El salario mínimo perdió la capacidad de compra de manera abrupta: permitía 33 pizzas en 2015 y ahora alcanza para 12, según el índice pizza del informe “Social Mood” de la consultora Moiguer citado por iProfesional (20/03/2026). Esa cifra resume una década de pérdida de poder adquisitivo que la gente vive en el día a día.
¿Qué dice el índice Pizza y por qué importa?
El índice pizza es una forma palpable de medir cuánto rinde el salario mínimo frente a un bien cotidiano y, en ese sentido, el retroceso de 33 a 12 unidades entre 2015 y 2026 es una señal clara de pérdida real de ingreso (Moiguer, citado por iProfesional, 20/03/2026).
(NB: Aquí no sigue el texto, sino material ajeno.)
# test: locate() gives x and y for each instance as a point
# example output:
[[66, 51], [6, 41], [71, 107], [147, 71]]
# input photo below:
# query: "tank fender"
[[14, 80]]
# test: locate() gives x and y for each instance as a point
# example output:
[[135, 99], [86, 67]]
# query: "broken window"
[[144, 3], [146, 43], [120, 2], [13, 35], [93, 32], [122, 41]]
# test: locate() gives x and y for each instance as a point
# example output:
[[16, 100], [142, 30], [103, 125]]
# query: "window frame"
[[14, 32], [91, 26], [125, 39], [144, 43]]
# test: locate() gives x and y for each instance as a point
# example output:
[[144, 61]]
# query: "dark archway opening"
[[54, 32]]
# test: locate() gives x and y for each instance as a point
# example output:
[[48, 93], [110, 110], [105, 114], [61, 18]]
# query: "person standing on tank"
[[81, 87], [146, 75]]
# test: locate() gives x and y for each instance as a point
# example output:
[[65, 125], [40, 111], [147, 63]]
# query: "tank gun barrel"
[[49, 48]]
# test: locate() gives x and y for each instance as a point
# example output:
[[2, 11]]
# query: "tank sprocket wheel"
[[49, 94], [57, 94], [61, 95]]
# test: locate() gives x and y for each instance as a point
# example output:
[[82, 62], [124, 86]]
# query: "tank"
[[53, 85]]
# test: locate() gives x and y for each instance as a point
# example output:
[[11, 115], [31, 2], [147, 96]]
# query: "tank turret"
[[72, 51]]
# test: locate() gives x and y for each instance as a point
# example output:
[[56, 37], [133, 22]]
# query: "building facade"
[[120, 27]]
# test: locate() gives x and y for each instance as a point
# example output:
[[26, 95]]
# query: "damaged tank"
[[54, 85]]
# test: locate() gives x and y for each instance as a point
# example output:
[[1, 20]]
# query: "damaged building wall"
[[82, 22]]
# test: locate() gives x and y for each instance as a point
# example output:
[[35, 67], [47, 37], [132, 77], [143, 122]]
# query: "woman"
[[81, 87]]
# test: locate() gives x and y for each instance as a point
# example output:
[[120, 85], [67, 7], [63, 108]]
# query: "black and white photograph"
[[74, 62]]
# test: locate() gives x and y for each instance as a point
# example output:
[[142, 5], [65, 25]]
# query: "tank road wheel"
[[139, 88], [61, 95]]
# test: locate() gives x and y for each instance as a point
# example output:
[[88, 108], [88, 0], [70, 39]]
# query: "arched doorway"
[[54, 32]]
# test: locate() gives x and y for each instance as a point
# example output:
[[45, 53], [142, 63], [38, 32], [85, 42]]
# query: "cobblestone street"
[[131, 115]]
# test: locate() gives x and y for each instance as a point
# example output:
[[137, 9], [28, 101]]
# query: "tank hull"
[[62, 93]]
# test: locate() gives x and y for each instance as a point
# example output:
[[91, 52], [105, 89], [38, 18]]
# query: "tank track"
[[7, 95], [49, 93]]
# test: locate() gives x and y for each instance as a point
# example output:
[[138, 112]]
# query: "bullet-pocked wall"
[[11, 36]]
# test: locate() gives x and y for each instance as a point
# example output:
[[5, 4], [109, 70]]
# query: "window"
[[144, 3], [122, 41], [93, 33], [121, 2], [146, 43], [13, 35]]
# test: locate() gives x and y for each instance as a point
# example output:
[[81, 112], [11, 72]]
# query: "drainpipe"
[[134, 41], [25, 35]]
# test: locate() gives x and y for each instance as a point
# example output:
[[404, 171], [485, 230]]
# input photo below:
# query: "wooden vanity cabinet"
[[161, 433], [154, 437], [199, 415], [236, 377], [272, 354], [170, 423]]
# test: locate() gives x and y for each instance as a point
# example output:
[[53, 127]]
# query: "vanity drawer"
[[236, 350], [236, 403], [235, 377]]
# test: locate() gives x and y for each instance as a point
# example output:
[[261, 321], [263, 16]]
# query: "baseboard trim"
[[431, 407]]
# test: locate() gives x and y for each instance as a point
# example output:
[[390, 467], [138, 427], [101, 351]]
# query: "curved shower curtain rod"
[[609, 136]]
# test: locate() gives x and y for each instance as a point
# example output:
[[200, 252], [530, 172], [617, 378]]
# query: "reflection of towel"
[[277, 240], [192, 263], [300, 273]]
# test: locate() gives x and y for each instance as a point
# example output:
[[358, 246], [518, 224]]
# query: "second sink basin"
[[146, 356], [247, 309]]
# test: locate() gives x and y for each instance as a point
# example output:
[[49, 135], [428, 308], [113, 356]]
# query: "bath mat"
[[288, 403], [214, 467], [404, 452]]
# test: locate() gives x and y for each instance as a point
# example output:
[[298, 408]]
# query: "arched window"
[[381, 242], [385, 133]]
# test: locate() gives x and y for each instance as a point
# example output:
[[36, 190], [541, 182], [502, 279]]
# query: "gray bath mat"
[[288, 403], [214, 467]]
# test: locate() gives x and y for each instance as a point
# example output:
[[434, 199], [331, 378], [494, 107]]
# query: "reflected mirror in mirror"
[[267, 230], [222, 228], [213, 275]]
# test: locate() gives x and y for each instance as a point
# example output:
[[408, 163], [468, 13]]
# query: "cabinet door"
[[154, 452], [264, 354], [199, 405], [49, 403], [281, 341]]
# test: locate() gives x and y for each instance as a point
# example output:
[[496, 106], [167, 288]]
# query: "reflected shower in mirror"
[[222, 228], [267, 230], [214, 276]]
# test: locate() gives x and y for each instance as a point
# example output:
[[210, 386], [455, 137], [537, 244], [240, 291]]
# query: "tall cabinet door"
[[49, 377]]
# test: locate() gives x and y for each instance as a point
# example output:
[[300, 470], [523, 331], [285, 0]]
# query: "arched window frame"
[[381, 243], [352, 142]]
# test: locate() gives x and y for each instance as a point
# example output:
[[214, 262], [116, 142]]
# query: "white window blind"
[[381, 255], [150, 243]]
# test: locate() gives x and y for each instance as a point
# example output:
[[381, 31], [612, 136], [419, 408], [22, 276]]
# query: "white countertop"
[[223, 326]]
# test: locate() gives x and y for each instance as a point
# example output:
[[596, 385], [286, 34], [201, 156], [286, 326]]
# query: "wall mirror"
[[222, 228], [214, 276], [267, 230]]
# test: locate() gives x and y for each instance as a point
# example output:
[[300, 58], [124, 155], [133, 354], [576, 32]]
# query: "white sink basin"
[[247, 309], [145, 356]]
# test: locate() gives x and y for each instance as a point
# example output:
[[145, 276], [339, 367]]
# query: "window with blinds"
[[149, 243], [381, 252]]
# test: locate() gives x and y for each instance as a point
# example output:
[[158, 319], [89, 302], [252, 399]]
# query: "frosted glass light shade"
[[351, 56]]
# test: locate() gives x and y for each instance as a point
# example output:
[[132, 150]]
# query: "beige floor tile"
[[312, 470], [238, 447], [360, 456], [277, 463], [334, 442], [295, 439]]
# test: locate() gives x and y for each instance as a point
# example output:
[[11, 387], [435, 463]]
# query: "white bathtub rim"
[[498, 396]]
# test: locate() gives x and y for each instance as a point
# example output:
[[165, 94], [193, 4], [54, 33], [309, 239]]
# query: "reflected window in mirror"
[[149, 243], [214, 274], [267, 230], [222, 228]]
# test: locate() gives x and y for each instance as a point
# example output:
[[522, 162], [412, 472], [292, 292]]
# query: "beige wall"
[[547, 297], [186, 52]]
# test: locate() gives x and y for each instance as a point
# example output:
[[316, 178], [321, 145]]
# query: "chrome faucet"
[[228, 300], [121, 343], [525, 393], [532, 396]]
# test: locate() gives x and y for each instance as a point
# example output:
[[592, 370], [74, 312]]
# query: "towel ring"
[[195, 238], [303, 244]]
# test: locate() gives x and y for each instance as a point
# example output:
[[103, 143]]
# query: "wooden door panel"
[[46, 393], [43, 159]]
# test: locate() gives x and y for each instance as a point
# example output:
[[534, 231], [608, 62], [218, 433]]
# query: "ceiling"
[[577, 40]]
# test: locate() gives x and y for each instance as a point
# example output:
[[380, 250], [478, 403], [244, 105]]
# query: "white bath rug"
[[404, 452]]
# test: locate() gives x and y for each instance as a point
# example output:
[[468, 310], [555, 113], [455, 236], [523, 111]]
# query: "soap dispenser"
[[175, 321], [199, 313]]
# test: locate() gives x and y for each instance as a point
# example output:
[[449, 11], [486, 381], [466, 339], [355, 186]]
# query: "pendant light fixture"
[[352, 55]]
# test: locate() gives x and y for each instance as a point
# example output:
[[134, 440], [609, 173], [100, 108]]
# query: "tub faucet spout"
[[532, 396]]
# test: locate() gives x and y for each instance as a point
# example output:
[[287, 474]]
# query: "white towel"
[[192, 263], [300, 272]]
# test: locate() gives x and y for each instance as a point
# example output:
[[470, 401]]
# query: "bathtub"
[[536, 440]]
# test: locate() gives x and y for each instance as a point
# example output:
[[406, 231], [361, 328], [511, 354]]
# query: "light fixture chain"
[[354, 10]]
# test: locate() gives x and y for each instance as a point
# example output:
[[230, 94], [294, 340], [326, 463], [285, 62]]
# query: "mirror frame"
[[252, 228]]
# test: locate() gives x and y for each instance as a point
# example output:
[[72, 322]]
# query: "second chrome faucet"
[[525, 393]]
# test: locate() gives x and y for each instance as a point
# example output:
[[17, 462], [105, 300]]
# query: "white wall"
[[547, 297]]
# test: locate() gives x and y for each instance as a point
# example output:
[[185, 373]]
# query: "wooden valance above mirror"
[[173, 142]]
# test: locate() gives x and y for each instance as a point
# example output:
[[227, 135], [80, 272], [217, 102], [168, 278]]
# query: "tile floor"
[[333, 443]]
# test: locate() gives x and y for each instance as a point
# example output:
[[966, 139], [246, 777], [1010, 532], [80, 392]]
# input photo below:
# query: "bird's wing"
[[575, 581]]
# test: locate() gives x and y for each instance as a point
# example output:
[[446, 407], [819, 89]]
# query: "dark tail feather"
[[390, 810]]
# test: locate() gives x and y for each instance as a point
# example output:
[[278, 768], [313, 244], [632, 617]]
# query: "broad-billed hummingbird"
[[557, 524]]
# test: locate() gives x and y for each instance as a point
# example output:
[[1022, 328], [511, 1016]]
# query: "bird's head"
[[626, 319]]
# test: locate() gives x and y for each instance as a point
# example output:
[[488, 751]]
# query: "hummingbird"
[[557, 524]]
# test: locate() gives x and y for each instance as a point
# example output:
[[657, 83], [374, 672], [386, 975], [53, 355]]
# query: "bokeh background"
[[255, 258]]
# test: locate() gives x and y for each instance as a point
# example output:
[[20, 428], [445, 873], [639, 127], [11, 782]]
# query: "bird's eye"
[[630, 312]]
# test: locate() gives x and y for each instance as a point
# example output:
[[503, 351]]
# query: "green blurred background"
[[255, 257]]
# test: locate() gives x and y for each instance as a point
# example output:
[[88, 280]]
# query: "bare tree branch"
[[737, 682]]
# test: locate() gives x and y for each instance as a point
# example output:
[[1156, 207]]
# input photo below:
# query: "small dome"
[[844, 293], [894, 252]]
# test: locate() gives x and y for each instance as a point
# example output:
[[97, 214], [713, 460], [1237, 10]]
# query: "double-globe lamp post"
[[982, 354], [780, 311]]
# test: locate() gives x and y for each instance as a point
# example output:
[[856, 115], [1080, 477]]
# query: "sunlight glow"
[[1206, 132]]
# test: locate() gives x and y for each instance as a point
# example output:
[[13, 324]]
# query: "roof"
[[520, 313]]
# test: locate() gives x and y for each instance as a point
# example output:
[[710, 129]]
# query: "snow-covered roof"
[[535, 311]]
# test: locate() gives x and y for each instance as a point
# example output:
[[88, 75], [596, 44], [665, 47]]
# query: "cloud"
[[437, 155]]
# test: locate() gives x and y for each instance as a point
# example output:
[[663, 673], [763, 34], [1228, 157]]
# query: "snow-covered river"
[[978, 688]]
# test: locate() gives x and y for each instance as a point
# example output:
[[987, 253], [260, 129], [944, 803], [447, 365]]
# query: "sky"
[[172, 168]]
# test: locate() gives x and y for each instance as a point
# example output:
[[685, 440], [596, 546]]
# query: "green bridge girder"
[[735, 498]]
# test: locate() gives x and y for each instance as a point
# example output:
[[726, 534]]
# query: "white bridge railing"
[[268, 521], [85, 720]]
Además, la encuesta documenta que la mitad de los hogares declara percibir menos de 1.000 dólares mensuales y que el ingreso promedio individual ronda 680 dólares mensuales (Moiguer, citado por iProfesional); ambos datos están en unidades mensuales. Esta caída del poder de compra reduce la demanda interna y, en la lógica que sostenemos, el salario no es solo un costo sino demanda agregada: licuar salarios para competir vía precio debilita el mercado doméstico y presiona el empleo, sobre todo en sectores intensivos en mano de obra.
¿Cómo impacta esto en el mercado argentino?
El informe registra cambios concretos en la estructura del consumo que ya afectan al circuito comercial: según Moiguer (cit. iProfesional), los supermercados y mayoristas muestran una caída de ventas del 5,2% (el informe no especifica si esa variación es mensual o interanual), mientras que los comercios de cercanía crecen 9% (misma salvedad sobre la base temporal). Al mismo tiempo, las marcas líderes pierden terreno: 83% de los consumidores redujo compras de primeras marcas y 90% incorpora alternativas más económicas (Moiguer, citado por iProfesional). Esa deserción por precio y la apertura a compras desde el exterior —43% consideraría importar aun con impacto en empleo y 30% ya compró en plataformas internacionales— plantean un doble riesgo: erosión de la demanda local y presión sobre puestos de trabajo formales, especialmente en cadenas de valor con baja protección laboral.
¿Qué ajustes hacen las familias y qué efecto tienen en el empleo?
Las estrategias domésticas combinan recortes en lo esencial y gasto selectivo: 61% de los hogares redujo compras básicas, pero 68% destinó plata a bienes no esenciales como indumentaria o tecnología en el último periodo (Moiguer, citado por iProfesional). Esa conducta explica por qué algunos rubros, como los shoppings, muestran repuntes modestos (3,5% según el informe) mientras que el consumo masivo se retrae. Para el empleo esto significa polarización: actividad de baja intensidad salarial y trabajo informal puede absorber parte del ajuste, pero los empleos de calidad en industria y comercio tradicional quedan en riesgo si la pérdida de salario real persiste. Además, estas dinámicas suelen golpear con más fuerza a mujeres y hogares con encargos de cuidado, porque concentran trabajos más precarizados y mayores responsabilidades domésticas, lo que agrava la desigualdad laboral.
¿Qué políticas hacen falta ahora?
La foto del “índice pizza” exige una respuesta que combine protección del ingreso, apoyo a la demanda interna y políticas productivas. Apoyamos la consolidación fiscal que no se financie con recortes previsionales ni salariales y exigimos medidas progresivas para proteger empleo e industria, tal como hemos señalado recientemente. En la práctica eso implica: recomponer el salario mínimo con una fórmula que considere inflación y productividad; ampliar transferencias focalizadas a hogares vulnerables para sostener consumo básico; políticas de incentivo a la producción nacional (créditos condicionales, parques industriales, incentivos a la incorporación tecnológica) y controles para limitar la fuga de capitales que erosiona la capacidad de financiar estas políticas (Moiguer, citado por iProfesional, 20/03/2026). Si no se actúa así, la pérdida de poder adquisitivo seguirá trasladándose a menos demanda, más importaciones y empleos de peor calidad.